Not included: Anthropic, which the Trump administration has blacklisted over Anthropic’s insistence that the Pentagon include certain safety guardrails for the government’s use of AI in warfare. But the White House reopened discussions with Anthropic in recent weeks after the company made significant announcements about several technology breakthroughs.

The companies involved in the deal: Elon Musk’s SpaceX, ChatGPT-maker OpenAI, Google, Microsoft, Nvidia, Amazon Web Services and Reflection. The Pentagon has existing AI contracts with several companies, including Palantir and OpenAI.

Signing so many of Anthropic’s competitors could give the Trump administration some leverage. Anthropic is missing out on substantial revenue that its competitors have access to. Last year’s One Big Beautiful Bill Act included a large sum of money for the Pentagon to spend on AI and offensive cyber operations. Tech companies have been jostling for that money.

The companies’ AI tools will be used for “lawful operational use,” the Pentagon said, and the new agreements will transform the military as an “AI-first fighting force and will strengthen our warfighters’ ability to maintain decision superiority across all domains of warfare.”
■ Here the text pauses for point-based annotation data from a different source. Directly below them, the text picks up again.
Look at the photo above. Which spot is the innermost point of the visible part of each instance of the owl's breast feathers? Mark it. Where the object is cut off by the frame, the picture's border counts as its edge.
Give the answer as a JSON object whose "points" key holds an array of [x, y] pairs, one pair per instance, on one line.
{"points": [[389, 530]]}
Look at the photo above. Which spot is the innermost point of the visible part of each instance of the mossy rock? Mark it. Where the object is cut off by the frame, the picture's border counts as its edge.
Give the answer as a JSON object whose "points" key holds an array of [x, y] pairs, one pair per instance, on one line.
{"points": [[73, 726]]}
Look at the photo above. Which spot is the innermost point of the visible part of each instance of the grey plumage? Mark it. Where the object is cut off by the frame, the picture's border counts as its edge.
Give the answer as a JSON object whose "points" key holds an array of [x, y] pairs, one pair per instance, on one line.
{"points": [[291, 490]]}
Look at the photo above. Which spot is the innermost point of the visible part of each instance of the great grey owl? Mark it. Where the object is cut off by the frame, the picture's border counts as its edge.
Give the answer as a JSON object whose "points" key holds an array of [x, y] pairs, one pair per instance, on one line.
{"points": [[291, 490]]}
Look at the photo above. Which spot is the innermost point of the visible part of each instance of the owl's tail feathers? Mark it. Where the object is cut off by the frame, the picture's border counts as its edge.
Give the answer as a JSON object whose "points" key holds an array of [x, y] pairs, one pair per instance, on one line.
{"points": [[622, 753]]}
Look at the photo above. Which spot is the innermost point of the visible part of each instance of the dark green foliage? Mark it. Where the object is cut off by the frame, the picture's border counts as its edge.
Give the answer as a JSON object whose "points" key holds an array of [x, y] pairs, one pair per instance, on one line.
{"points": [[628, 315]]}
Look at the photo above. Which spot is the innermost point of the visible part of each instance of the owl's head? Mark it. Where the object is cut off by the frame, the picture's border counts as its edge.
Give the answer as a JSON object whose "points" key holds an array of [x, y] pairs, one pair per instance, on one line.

The Pentagon also pointed to the success of its GenAI.mil platform, saying 1.3 million DoD personnel have used the service.

Until recently, Anthropic’s Claude was the only AI model available in the Pentagon’s classified network. But President Donald Trump announced the administration would sever ties with the company after Anthropic refused to back down on terms that would allow the military to use Claude for “all lawful purposes,” including autonomous weapons and mass surveillance.

The Pentagon declared Anthropic a “supply chain risk,” a label only used in the past for companies associated with foreign adversaries. It could effectively blacklisted Anthropic from the government. Anthropic sued the Trump administration in response, and a federal judge in California last month blocked the government’s effort.

But Anthropic CEO Dario Amodei visited the White House last month for a meeting with Chief of Staff Susie Wiles after Anthropic unveiled its Mythos tool that can identify cybersecurity threats – but also present a roadmap for hackers to attack companies or the government.

CNN’s Hadas Gold and Sean Lyngaas contributed to this report.